Speech-to-Retrieval (S2R): A new approach to voice search

Voice Search is now powered by our new Speech-to-Retrieval engine, which gets answers straight from your spoken query without having to convert it to text first, resulting in a faster, more reliable search for everyone.

Voice-based web search has been around a long time and continues to be used by many people, with the underlying technology evolving rapidly to allow for expanded use cases. Google’s initial voice search solution used automatic speech recognition (ASR) to turn the voice input into a text query, and then searched for documents matching that text query. However, a challenge with this cascade modeling approach is that any slight errors in the speech recognition phase can significantly alter the meaning of the query, producing the wrong results.

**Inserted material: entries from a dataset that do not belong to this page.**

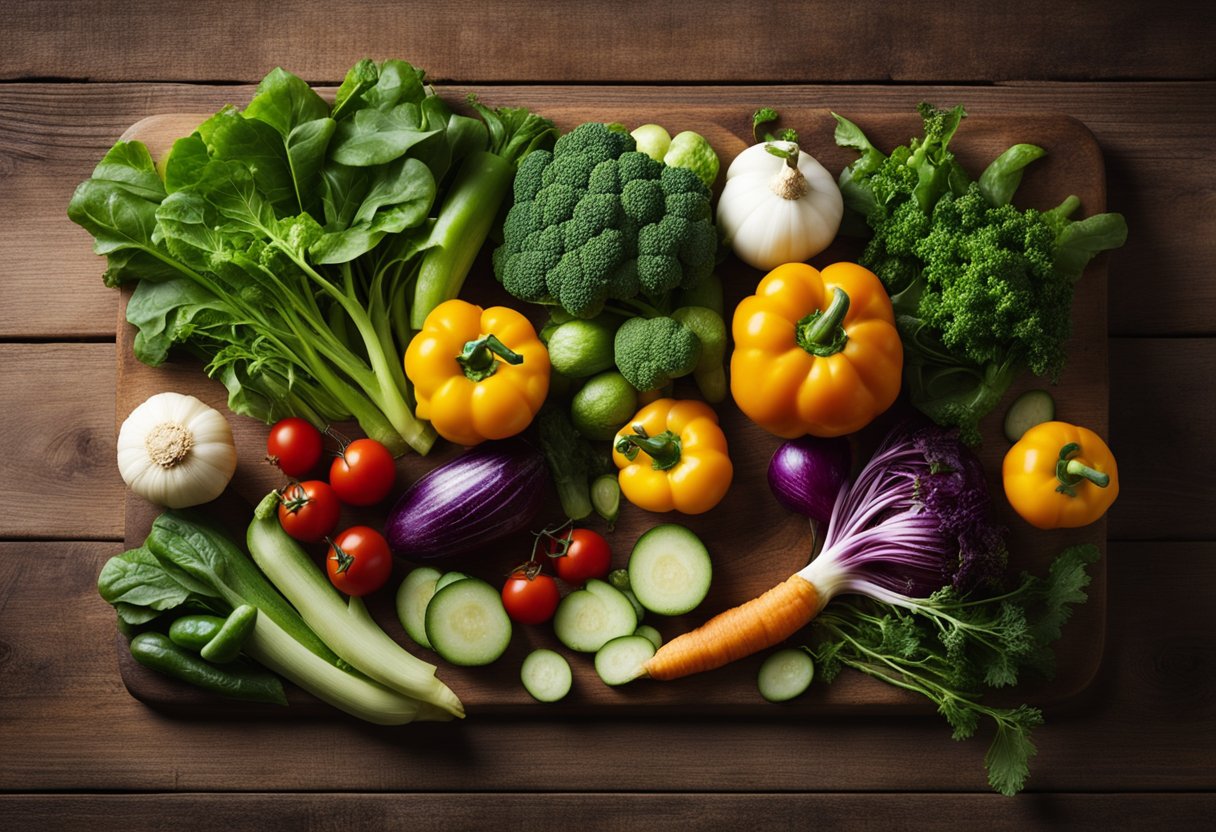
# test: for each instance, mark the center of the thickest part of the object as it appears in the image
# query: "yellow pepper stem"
(822, 331)
(1071, 472)
(478, 357)
(664, 449)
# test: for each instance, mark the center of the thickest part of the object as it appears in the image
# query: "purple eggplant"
(494, 490)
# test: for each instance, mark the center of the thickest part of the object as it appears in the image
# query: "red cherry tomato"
(309, 511)
(579, 555)
(529, 596)
(294, 445)
(359, 561)
(364, 473)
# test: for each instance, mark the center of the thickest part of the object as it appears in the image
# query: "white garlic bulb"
(176, 451)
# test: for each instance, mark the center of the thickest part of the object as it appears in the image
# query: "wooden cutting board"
(753, 541)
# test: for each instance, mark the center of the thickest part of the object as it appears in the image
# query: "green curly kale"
(950, 646)
(595, 220)
(981, 290)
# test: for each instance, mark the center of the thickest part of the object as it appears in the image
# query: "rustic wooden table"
(78, 752)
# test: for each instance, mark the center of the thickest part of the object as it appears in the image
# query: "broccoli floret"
(651, 352)
(625, 225)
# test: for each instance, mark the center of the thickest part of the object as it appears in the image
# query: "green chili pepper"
(158, 652)
(228, 642)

For example, imagine someone does a voice-based web search for the famous painting, “The Scream”, by Edvard Munch. The search engine uses the typical approach of cascade modeling, first converting the voice query to text via ASR before passing the text to the search system. Ideally, the ASR transcribes the query perfectly. The search system then receives the correct text — “the Scream painting” — and provides relevant results, like the painting’s history, its meaning, and where it’s displayed. However, what if the ASR system mistakes the “m” of “scream” for an “n”? It misinterprets the query as “screen painting” and returns irrelevant results about screen painting techniques instead of details about Munch’s masterpiece.